Cannabis 101: Here’s what you need to know about recreational marijuana
The Wo/Men’s Alliance for Medical Marijuana survived a raid by federal agents and other existential threats while providing free and low-cost cannabis to seriously ill patients. In operation for the past three decades, the Santa Cruz-based collective is the oldest example of a "compassionate care" program in the nation.
Now, the program and others like it could be forced to close due to an unlikely reason: legalization.
Under state regulations that went into effect Jan. 1, compassionate care programs must collect taxes on the market value of cannabis that they give to patients. Many of these programs say they cannot afford the taxes nor the cost of state and local permits required to obtain cannabis from legal growers.
The threat of closure due to the requirements of legalization is a painful irony for the state’s compassionate care programs. Images of AIDS patients receiving free weed in San Francisco and cancer patients subjected to the federal raid in the Santa Cruz mountains helped build public support for medical marijuana, and laid the groundwork for today’s commercial cannabis market.
“Victory was built on the backs of human suffering,” said Valerie Corral, a Wo/Men’s co-founder. “Unfortunately, compassion is not financially appealing in this market.”
Ralph Trueblood of Wo/Men’s added: “We’re saving lives. Do not tie our hands.”
Officials at the Bureau of Cannabis Control last week declined to comment. However, the bureau and two other state agencies responsible for cannabis regulation – the Department of Food and Agriculture and the Department of Public Health are expected to consider recommendations to help the programs.
Compassionate care programs often run as freestanding organizations dedicated to the treatment of a specific illness or group of people. For instance, the Caladrius Network was founded by a Placer County resident who wants to help children like his son who suffer from a life-threatening form of epilepsy.
Weed for Warriors provides cannabis to military veterans across the state who cannot pay for it themselves. Members say cannabis helps with post-traumatic stress disorder, pain and other problems while avoiding highly-addictive opioids prescribed by doctors in the federal health-care system.
“Cannabis gave my vets hope back,” said Sean Kiernan of Weed for Warriors. “The state of California has taken that hope away.”
Some dispensaries, including A Therapeutic Alternative in Sacramento, also have compassionate care programs. Like the freestanding programs, dispensary-based compassion programs provide cannabis to low-income patients with serious illnesses.

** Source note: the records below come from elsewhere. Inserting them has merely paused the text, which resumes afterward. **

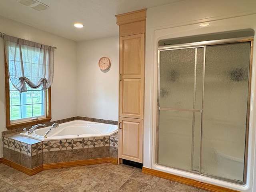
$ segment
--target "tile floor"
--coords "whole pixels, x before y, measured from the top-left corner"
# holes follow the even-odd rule
[[[44,170],[29,176],[0,164],[1,192],[209,192],[111,163]]]

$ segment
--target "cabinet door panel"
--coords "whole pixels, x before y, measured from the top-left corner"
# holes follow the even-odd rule
[[[119,158],[142,163],[143,120],[120,118]]]
[[[143,118],[144,35],[120,38],[120,117]]]

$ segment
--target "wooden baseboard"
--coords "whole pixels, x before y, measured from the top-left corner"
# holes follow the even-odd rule
[[[176,182],[200,188],[212,192],[239,192],[238,191],[236,190],[205,183],[157,170],[149,169],[146,167],[142,167],[142,172],[154,176],[157,176],[161,178],[171,180]]]
[[[115,161],[114,160],[115,160]],[[98,159],[88,159],[80,161],[69,161],[59,163],[50,163],[44,164],[44,170],[51,169],[56,168],[64,168],[66,167],[75,167],[83,165],[94,165],[101,163],[110,162],[114,164],[117,164],[117,159],[107,157]]]
[[[118,164],[118,160],[117,159],[115,159],[112,158],[112,157],[109,158],[109,162],[112,163],[113,164],[116,164],[116,165]]]
[[[8,166],[22,172],[26,174],[32,176],[43,170],[43,166],[36,167],[34,169],[30,169],[22,165],[11,161],[7,159],[2,158],[2,162]]]
[[[30,176],[36,174],[44,170],[52,169],[57,168],[75,167],[82,165],[94,165],[110,162],[117,164],[118,160],[112,158],[100,158],[98,159],[88,159],[80,161],[70,161],[60,163],[44,164],[32,169],[30,169],[19,164],[11,161],[4,158],[0,158],[0,163],[2,163],[8,166],[22,172]]]

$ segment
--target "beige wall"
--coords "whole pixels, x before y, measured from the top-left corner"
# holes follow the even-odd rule
[[[118,121],[118,36],[78,43],[78,116]],[[98,65],[103,56],[110,60],[106,71]]]
[[[57,47],[52,87],[52,120],[77,116],[76,45],[74,41],[0,16],[0,32]],[[0,132],[5,127],[4,41],[0,38]],[[2,137],[0,157],[2,157]]]

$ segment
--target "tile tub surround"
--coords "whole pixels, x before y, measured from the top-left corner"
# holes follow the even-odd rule
[[[118,133],[109,137],[41,141],[12,133],[2,136],[3,158],[32,170],[48,164],[112,158]]]

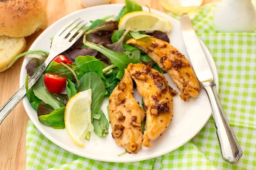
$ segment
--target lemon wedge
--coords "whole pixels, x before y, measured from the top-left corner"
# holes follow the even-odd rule
[[[160,31],[169,32],[172,30],[170,22],[157,14],[149,12],[137,11],[124,15],[118,24],[119,30],[125,30],[131,26],[134,31]]]
[[[65,109],[67,131],[72,140],[83,147],[87,134],[93,129],[91,122],[91,98],[90,89],[79,92],[70,99]]]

Dispensary programs also face obstacles to donating weed, including taxes. Those taxes include a 15-percent state excise tax, local sales taxes that are about half that amount, and other local, pot-specific taxes.
Figuring out a way to make donating pot economically feasible “needs to be a top priority,” said Kimberly Cargile of A Therapeutic Alternative. “We need to take care of this right now.”
Many compassionate care programs have closed, stopped providing cannabis or gone underground since Jan. 1, according to members of the California Compassion Coalition, which recently was formed to fight for change in state laws and regulations.
“What is holding us back is the current taxation on donated medicine,” said Josef Airone of Sweetleaf Collective, which treats Bay Area AIDS and cancer patients. “We gave away approximately 120 pounds of cannabis last year. To do that this year, we will need to pay $200,000 In taxes. This is not feasible.”
The California Compassion Coalition has asked that taxes be charged on the actual cost of goods, not the market value, or waived altogether. They made that and other requests last week in Sacramento during subcommittee meetings of an advisory body of the state’s three cannabis regulatory agencies.
Subcommittee members stressed that taxation likely falls out of the regulatory authority of the agencies and would have to be taken up by the Legislature. A recommendation was made that the agencies ask for legislative help.
One area where the agencies can act without legislation is the need for compassionate care program participants to have a state medical marijuana recommendation card. Advocates say relatively few people have obtained the cards because of the long wait needed to get them through county health departments and asked that a regular doctor’s recommendation suffice.
The Bureau of Cannabis Control regulations require patients receiving free pot to have a state-issued medical marijuana card. The cards allow patients to get a break on sales taxes, 8.25 percent in Sacramento, but they also cost as much as $100, depending on the county.
The coalition also wants the state to create an affordable license for compassionate care programs. Currently, cannabis donations can only be made by holders of business licenses that cost thousands of dollars, depending on the type of permit and where the program is located.
Shirley Stewart, who treats her cancer with cannabis, told subcommittee members last week that people like her need help desperately.
“People with serious medical needs are being pushed aside,” she said. “We need your help and we need it now.”